As @Erwan said, you should normalize the training set and then use the same normalization steps on the test set. So your code should look like:

x_train, x_test, y_train, y_test = train_test_split(
X_features,
Y_feature,
test_size=0.20,
random_state=4)

scaler = StandardScaler()

normalized_x_train = pd.DataFrame(
scaler.fit_transform(x_train),
columns = x_train.columns
)

LR = LogisticRegression(
C=0.01,
solver='liblinear'
).fit(normalized_x_train, y_train)

normalized_x_test = pd.DataFrame(
scaler.transform(x_test),
columns = x_test.columns
)
y_test_pred = LR.predict(normalized_x_test)
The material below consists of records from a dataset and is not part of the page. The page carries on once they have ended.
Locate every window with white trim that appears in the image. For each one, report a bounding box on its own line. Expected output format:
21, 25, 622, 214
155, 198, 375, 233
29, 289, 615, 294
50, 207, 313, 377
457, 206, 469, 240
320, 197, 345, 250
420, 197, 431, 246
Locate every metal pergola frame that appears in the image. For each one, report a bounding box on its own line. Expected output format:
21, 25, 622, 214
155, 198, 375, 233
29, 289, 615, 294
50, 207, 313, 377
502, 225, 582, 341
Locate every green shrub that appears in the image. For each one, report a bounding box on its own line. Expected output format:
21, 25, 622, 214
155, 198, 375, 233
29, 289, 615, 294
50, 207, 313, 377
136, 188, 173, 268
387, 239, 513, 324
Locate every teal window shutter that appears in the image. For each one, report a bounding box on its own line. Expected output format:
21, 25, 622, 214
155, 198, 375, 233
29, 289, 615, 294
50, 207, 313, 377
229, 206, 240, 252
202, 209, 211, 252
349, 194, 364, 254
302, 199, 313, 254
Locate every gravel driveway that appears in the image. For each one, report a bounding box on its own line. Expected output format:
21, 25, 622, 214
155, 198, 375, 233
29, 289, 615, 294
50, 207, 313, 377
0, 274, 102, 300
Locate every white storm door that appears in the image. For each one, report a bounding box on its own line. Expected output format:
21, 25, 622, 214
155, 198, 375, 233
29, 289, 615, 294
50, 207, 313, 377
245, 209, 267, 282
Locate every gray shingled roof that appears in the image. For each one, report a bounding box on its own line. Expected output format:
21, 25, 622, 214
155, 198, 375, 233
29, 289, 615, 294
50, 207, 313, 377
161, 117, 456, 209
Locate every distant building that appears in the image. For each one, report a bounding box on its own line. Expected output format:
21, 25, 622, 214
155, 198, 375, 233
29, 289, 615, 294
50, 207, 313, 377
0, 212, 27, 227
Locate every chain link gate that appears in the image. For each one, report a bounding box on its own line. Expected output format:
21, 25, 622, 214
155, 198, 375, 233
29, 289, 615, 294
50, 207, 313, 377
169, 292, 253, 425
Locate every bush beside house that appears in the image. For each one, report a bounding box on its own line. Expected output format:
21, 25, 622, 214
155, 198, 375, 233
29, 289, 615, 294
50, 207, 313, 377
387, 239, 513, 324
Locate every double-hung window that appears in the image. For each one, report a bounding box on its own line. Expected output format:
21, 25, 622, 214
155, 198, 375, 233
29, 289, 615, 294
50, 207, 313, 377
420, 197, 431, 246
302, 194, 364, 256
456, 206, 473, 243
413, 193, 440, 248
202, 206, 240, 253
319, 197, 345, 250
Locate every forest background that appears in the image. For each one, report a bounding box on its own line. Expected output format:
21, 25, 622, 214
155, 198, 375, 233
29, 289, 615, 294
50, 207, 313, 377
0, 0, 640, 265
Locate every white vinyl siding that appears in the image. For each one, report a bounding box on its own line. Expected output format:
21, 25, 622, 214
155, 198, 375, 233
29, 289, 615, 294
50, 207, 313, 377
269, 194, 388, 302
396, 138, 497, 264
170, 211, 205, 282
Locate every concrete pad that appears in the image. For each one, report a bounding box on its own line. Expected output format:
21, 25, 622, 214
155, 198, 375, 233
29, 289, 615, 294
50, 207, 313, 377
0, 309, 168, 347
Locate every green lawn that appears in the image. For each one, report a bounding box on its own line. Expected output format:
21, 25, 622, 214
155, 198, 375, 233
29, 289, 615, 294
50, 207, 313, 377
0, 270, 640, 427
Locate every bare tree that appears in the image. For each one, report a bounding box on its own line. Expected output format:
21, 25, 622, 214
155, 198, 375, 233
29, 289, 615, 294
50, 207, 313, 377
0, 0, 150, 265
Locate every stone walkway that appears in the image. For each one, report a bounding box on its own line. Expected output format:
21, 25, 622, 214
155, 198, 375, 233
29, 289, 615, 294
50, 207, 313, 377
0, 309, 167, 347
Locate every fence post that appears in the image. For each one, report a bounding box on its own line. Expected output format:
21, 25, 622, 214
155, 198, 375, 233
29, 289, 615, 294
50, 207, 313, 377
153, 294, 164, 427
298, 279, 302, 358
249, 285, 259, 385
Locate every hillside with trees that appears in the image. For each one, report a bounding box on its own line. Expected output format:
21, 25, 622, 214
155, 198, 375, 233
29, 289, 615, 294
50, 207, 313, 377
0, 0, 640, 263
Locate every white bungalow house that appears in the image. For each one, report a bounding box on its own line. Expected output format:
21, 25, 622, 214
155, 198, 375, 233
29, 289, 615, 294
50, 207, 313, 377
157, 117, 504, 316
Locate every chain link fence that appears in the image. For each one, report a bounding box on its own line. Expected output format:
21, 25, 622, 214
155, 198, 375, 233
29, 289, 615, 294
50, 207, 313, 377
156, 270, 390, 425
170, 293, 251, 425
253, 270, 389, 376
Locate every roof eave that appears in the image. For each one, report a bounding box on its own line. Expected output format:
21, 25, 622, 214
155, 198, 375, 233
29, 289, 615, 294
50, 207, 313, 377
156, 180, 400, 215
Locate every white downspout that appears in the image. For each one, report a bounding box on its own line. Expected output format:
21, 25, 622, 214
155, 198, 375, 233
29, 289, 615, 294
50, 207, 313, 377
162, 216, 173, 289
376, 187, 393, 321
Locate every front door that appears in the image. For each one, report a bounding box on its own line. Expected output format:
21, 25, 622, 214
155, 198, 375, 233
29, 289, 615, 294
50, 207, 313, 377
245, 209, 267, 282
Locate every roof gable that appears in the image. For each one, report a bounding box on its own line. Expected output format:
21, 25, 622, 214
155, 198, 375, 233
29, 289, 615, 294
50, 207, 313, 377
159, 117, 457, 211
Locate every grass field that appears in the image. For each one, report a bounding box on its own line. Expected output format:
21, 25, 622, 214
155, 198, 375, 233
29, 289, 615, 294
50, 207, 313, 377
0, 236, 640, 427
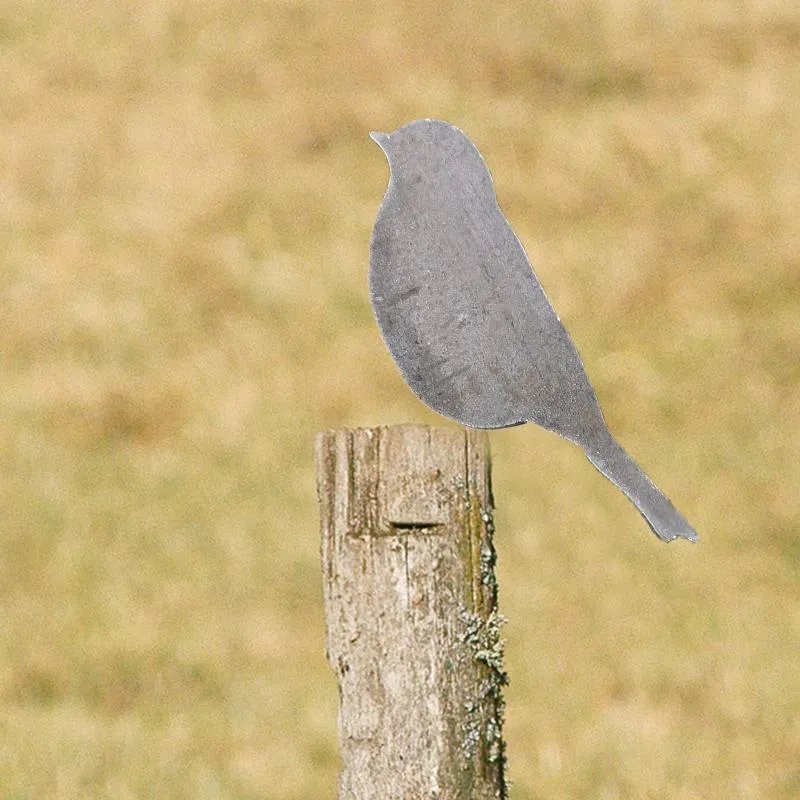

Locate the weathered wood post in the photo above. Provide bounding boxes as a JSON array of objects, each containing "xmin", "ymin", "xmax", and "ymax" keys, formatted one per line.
[{"xmin": 316, "ymin": 425, "xmax": 507, "ymax": 800}]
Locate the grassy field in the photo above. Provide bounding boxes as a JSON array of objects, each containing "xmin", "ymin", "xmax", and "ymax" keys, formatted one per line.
[{"xmin": 0, "ymin": 0, "xmax": 800, "ymax": 800}]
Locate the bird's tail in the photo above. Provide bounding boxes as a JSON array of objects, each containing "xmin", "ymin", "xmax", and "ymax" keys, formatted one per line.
[{"xmin": 584, "ymin": 432, "xmax": 697, "ymax": 542}]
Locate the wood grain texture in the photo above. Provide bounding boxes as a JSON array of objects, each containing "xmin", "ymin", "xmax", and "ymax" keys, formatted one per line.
[{"xmin": 316, "ymin": 425, "xmax": 506, "ymax": 800}]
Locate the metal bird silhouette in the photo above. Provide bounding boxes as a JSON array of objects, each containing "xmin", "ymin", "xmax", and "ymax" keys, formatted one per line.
[{"xmin": 369, "ymin": 119, "xmax": 697, "ymax": 542}]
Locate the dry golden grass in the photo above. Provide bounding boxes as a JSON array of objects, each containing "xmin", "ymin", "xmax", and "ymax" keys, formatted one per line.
[{"xmin": 0, "ymin": 0, "xmax": 800, "ymax": 800}]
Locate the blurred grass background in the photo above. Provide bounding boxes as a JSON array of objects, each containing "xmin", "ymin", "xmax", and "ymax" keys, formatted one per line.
[{"xmin": 0, "ymin": 0, "xmax": 800, "ymax": 800}]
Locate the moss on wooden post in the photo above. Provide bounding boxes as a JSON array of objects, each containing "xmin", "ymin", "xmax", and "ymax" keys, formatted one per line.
[{"xmin": 317, "ymin": 425, "xmax": 506, "ymax": 800}]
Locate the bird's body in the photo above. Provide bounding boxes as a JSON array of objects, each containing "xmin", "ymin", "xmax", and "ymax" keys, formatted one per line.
[{"xmin": 370, "ymin": 120, "xmax": 696, "ymax": 541}]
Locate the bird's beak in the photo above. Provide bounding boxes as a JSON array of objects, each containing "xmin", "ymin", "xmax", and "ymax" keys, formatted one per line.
[{"xmin": 369, "ymin": 131, "xmax": 389, "ymax": 152}]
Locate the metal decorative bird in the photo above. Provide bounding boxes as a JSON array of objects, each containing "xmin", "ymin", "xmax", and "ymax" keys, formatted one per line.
[{"xmin": 370, "ymin": 119, "xmax": 697, "ymax": 542}]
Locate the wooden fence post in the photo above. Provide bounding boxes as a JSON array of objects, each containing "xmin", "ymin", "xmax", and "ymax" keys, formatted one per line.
[{"xmin": 316, "ymin": 425, "xmax": 507, "ymax": 800}]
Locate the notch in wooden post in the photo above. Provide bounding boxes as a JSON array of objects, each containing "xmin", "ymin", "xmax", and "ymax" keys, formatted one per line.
[{"xmin": 317, "ymin": 425, "xmax": 506, "ymax": 800}]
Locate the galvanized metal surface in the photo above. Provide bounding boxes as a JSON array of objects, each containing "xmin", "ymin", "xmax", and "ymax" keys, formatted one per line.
[{"xmin": 370, "ymin": 120, "xmax": 697, "ymax": 542}]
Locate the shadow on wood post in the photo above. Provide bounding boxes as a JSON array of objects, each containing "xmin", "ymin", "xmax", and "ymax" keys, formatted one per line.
[{"xmin": 316, "ymin": 425, "xmax": 507, "ymax": 800}]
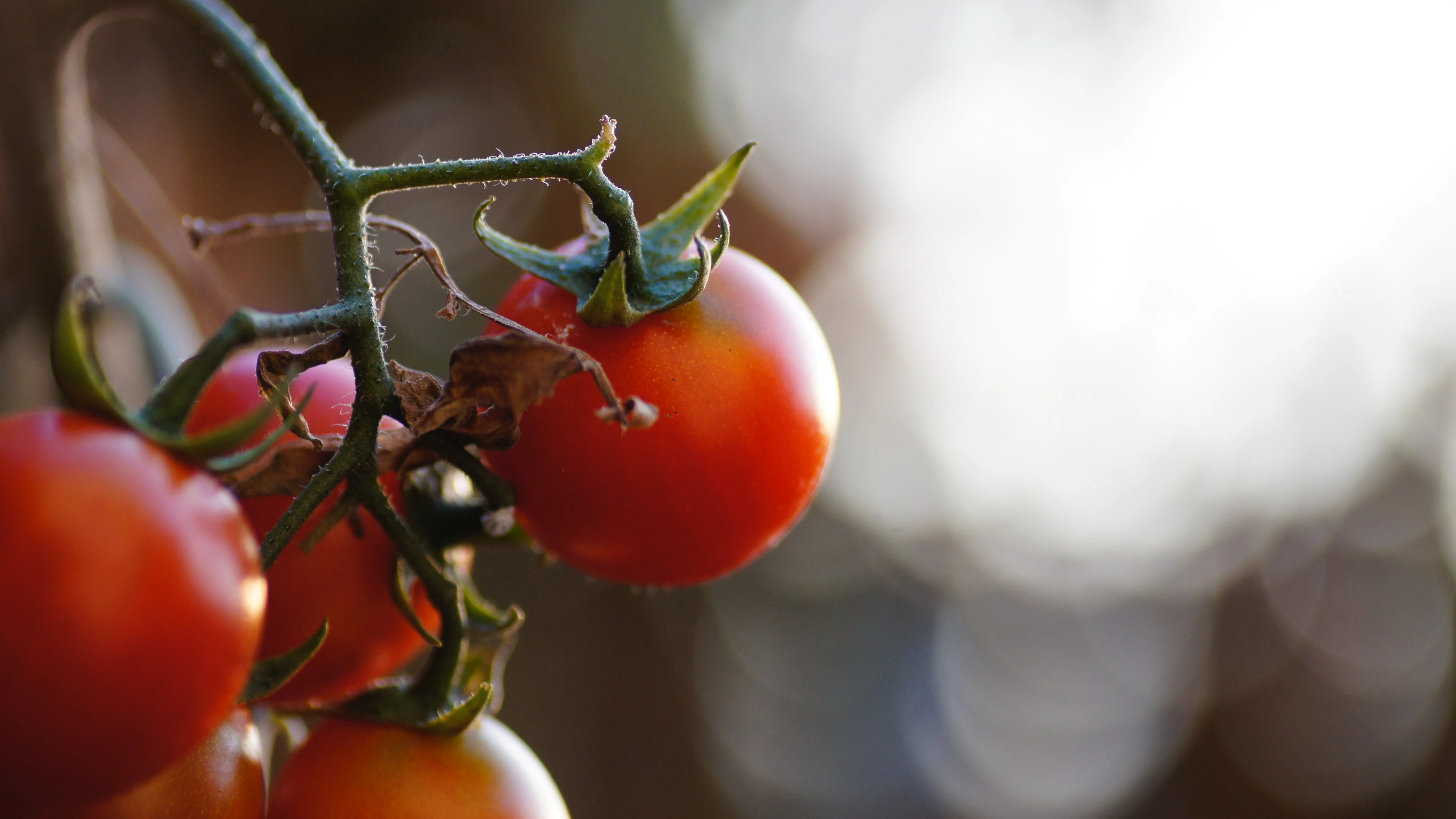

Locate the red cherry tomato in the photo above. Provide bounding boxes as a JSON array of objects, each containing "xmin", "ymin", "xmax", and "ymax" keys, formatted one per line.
[
  {"xmin": 488, "ymin": 249, "xmax": 839, "ymax": 586},
  {"xmin": 186, "ymin": 353, "xmax": 440, "ymax": 705},
  {"xmin": 268, "ymin": 717, "xmax": 568, "ymax": 819},
  {"xmin": 0, "ymin": 410, "xmax": 266, "ymax": 810},
  {"xmin": 29, "ymin": 708, "xmax": 264, "ymax": 819}
]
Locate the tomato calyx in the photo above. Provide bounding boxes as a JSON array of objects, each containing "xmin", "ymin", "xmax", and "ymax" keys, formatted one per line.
[
  {"xmin": 331, "ymin": 559, "xmax": 526, "ymax": 735},
  {"xmin": 475, "ymin": 119, "xmax": 754, "ymax": 326}
]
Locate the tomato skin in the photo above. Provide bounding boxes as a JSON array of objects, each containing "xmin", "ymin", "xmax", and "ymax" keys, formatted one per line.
[
  {"xmin": 188, "ymin": 353, "xmax": 440, "ymax": 707},
  {"xmin": 488, "ymin": 248, "xmax": 839, "ymax": 586},
  {"xmin": 0, "ymin": 410, "xmax": 266, "ymax": 806},
  {"xmin": 268, "ymin": 716, "xmax": 568, "ymax": 819},
  {"xmin": 28, "ymin": 708, "xmax": 265, "ymax": 819}
]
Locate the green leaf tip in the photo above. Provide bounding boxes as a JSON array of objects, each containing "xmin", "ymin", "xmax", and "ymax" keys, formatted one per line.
[
  {"xmin": 475, "ymin": 143, "xmax": 756, "ymax": 326},
  {"xmin": 237, "ymin": 618, "xmax": 329, "ymax": 703}
]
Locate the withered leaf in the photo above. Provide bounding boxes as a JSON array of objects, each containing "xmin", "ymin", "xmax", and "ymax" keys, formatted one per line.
[
  {"xmin": 402, "ymin": 331, "xmax": 582, "ymax": 449},
  {"xmin": 217, "ymin": 427, "xmax": 438, "ymax": 498},
  {"xmin": 389, "ymin": 361, "xmax": 446, "ymax": 428},
  {"xmin": 258, "ymin": 332, "xmax": 349, "ymax": 449}
]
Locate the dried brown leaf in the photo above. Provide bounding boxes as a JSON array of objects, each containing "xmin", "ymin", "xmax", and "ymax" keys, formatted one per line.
[
  {"xmin": 217, "ymin": 427, "xmax": 438, "ymax": 498},
  {"xmin": 411, "ymin": 331, "xmax": 582, "ymax": 449},
  {"xmin": 389, "ymin": 361, "xmax": 446, "ymax": 428}
]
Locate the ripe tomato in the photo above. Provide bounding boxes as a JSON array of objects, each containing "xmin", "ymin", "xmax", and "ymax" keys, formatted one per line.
[
  {"xmin": 488, "ymin": 248, "xmax": 839, "ymax": 586},
  {"xmin": 0, "ymin": 410, "xmax": 266, "ymax": 807},
  {"xmin": 28, "ymin": 708, "xmax": 264, "ymax": 819},
  {"xmin": 268, "ymin": 716, "xmax": 568, "ymax": 819},
  {"xmin": 186, "ymin": 353, "xmax": 440, "ymax": 705}
]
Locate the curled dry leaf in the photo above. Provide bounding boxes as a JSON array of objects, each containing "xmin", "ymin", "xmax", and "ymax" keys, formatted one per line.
[
  {"xmin": 414, "ymin": 331, "xmax": 582, "ymax": 449},
  {"xmin": 258, "ymin": 332, "xmax": 349, "ymax": 452},
  {"xmin": 215, "ymin": 428, "xmax": 435, "ymax": 498},
  {"xmin": 217, "ymin": 331, "xmax": 657, "ymax": 498}
]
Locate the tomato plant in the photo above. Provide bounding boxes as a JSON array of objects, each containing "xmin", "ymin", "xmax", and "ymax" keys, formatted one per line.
[
  {"xmin": 488, "ymin": 248, "xmax": 839, "ymax": 586},
  {"xmin": 268, "ymin": 717, "xmax": 566, "ymax": 819},
  {"xmin": 26, "ymin": 708, "xmax": 264, "ymax": 819},
  {"xmin": 0, "ymin": 410, "xmax": 266, "ymax": 806},
  {"xmin": 0, "ymin": 0, "xmax": 837, "ymax": 819},
  {"xmin": 188, "ymin": 354, "xmax": 440, "ymax": 705}
]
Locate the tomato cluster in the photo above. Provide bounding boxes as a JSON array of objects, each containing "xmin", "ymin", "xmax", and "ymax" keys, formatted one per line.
[
  {"xmin": 0, "ymin": 237, "xmax": 839, "ymax": 819},
  {"xmin": 0, "ymin": 356, "xmax": 566, "ymax": 819}
]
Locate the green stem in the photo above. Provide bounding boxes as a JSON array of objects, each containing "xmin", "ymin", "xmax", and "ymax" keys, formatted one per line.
[
  {"xmin": 162, "ymin": 0, "xmax": 354, "ymax": 184},
  {"xmin": 351, "ymin": 118, "xmax": 645, "ymax": 281},
  {"xmin": 138, "ymin": 305, "xmax": 347, "ymax": 433},
  {"xmin": 354, "ymin": 475, "xmax": 467, "ymax": 711}
]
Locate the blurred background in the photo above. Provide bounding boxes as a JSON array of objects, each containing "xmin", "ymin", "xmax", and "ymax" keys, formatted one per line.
[{"xmin": 8, "ymin": 0, "xmax": 1456, "ymax": 819}]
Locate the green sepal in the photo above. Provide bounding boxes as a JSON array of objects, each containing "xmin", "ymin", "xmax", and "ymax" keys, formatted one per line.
[
  {"xmin": 332, "ymin": 678, "xmax": 491, "ymax": 735},
  {"xmin": 51, "ymin": 275, "xmax": 131, "ymax": 426},
  {"xmin": 416, "ymin": 682, "xmax": 494, "ymax": 736},
  {"xmin": 475, "ymin": 143, "xmax": 754, "ymax": 326},
  {"xmin": 389, "ymin": 558, "xmax": 443, "ymax": 649},
  {"xmin": 577, "ymin": 253, "xmax": 648, "ymax": 326},
  {"xmin": 237, "ymin": 618, "xmax": 329, "ymax": 703},
  {"xmin": 642, "ymin": 143, "xmax": 757, "ymax": 271},
  {"xmin": 475, "ymin": 197, "xmax": 607, "ymax": 296}
]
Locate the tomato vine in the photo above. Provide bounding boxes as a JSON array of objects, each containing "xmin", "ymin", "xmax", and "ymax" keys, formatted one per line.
[{"xmin": 44, "ymin": 0, "xmax": 747, "ymax": 733}]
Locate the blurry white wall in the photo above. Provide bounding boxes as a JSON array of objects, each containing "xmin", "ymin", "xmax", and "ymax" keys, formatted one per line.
[{"xmin": 676, "ymin": 0, "xmax": 1456, "ymax": 818}]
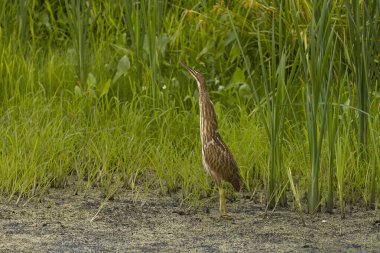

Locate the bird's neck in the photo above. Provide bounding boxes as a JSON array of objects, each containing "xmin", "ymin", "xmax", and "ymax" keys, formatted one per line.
[{"xmin": 199, "ymin": 87, "xmax": 218, "ymax": 143}]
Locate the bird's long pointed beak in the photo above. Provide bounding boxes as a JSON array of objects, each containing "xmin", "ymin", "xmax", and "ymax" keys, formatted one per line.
[{"xmin": 181, "ymin": 61, "xmax": 198, "ymax": 79}]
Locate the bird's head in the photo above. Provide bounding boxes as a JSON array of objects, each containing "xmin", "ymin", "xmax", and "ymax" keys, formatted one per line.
[{"xmin": 181, "ymin": 62, "xmax": 205, "ymax": 87}]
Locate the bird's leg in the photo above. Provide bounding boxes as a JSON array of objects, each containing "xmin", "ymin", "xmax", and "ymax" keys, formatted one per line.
[{"xmin": 219, "ymin": 186, "xmax": 227, "ymax": 216}]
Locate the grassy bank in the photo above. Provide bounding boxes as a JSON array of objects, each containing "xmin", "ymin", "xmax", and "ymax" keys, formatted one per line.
[{"xmin": 0, "ymin": 0, "xmax": 380, "ymax": 212}]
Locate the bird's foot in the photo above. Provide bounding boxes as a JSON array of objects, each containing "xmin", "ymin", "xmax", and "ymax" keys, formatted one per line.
[{"xmin": 219, "ymin": 213, "xmax": 234, "ymax": 220}]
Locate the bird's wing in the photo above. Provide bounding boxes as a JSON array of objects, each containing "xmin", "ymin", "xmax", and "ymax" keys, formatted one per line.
[{"xmin": 203, "ymin": 132, "xmax": 243, "ymax": 191}]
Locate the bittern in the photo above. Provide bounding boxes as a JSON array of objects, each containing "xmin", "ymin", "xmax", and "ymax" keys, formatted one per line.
[{"xmin": 181, "ymin": 62, "xmax": 243, "ymax": 216}]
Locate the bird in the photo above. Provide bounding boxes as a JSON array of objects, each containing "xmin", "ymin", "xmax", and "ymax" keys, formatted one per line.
[{"xmin": 181, "ymin": 62, "xmax": 244, "ymax": 217}]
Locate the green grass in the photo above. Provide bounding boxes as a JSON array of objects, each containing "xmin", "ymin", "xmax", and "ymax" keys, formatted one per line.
[{"xmin": 0, "ymin": 0, "xmax": 380, "ymax": 212}]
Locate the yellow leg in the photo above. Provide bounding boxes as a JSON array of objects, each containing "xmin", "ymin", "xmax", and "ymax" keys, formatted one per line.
[{"xmin": 219, "ymin": 186, "xmax": 227, "ymax": 216}]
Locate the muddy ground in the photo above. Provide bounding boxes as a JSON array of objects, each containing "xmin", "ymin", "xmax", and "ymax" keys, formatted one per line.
[{"xmin": 0, "ymin": 189, "xmax": 380, "ymax": 252}]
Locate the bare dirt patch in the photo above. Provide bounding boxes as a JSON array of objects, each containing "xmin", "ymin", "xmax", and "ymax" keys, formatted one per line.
[{"xmin": 0, "ymin": 189, "xmax": 380, "ymax": 252}]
• Worth calling out that scaler.fit_transform is used on the training set, then scaler.transform is used on the test set as OP gets this wrong in the question. In addition, if this model will be re-used separately to the train, test run then the scaler's fitted params should be stored for re-use (I suppose you could store the training set and re-use it recalculate, but that's quite heavyweight for production use) Jun 30, 2021 at 20:35

Answer to your question: Do Normalization after splitting into train and test/validation. The reason is to avoid any data leakage.

Data Leakage:

Data leakage is when information from outside the training dataset is used to create the model. This additional information can allow the model to learn or know something that it otherwise would not know and in turn invalidate the estimated performance of the mode being constructed.

You can read about it here : https://machinelearningmastery.com/data-leakage-machine-learning/

I think it doesn't matter whether you do it before or after since data leakage is only possible when classification results or your output information are also somehow flowing in the input model.

But since you are applying normalization on the input parameter and not the output no leakage could possibly happen.